NCLEX-RN
NCLEX RN Practice Questions With Rationale
1. Which of the following nursing interventions is appropriate for a client suffering from a fever?
- A. Avoid withholding food from the client
- B. Increase the client's fluid intake
- C. Provide oxygen
- D. All answers are correct
Correct answer: B
Rationale: The appropriate nursing intervention for a client suffering from a fever is to increase the client's fluid intake. A fever can elevate the body's metabolism, leading to increased breathing and heart workload. This can result in fluid loss due to heightened respiration and sweating. Moreover, the augmented heart workload may necessitate more oxygen to maintain tissue perfusion. Providing oxygen and increasing fluid intake help meet the body's heightened demands during a fever. Withholding food from the client is inappropriate as proper nutrition is crucial for recovery, and providing oxygen alone may not address the fluid and metabolic demands associated with fever. Therefore, the correct choice is to increase the client's fluid intake.

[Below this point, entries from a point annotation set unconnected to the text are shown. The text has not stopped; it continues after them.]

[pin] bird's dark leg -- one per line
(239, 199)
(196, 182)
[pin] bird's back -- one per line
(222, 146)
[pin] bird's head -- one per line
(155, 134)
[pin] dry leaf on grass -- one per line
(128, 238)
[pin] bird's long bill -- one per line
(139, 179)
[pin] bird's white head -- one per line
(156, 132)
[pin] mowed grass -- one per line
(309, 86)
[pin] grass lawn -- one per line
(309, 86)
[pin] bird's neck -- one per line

2. A client asks a nurse, 'Do you think I should move back home after this procedure?' and the nurse responds by saying, 'Do you think you should move back home?' What type of therapeutic communication is the nurse representing?
- A. Observation
- B. Reflection
- C. Summarizing
- D. Validating
Correct answer: B
Rationale: The nurse is demonstrating the therapeutic communication technique of reflection. In this scenario, the nurse is redirecting the question back to the client, encouraging them to explore their thoughts and feelings about the situation. Reflection involves restating a statement or question in a way that prompts the client to consider their own answers, fostering self-awareness and insight. Observation involves stating facts, summarizing involves condensing information, and validating involves confirming the client's feelings or experiences, none of which are demonstrated in this interaction.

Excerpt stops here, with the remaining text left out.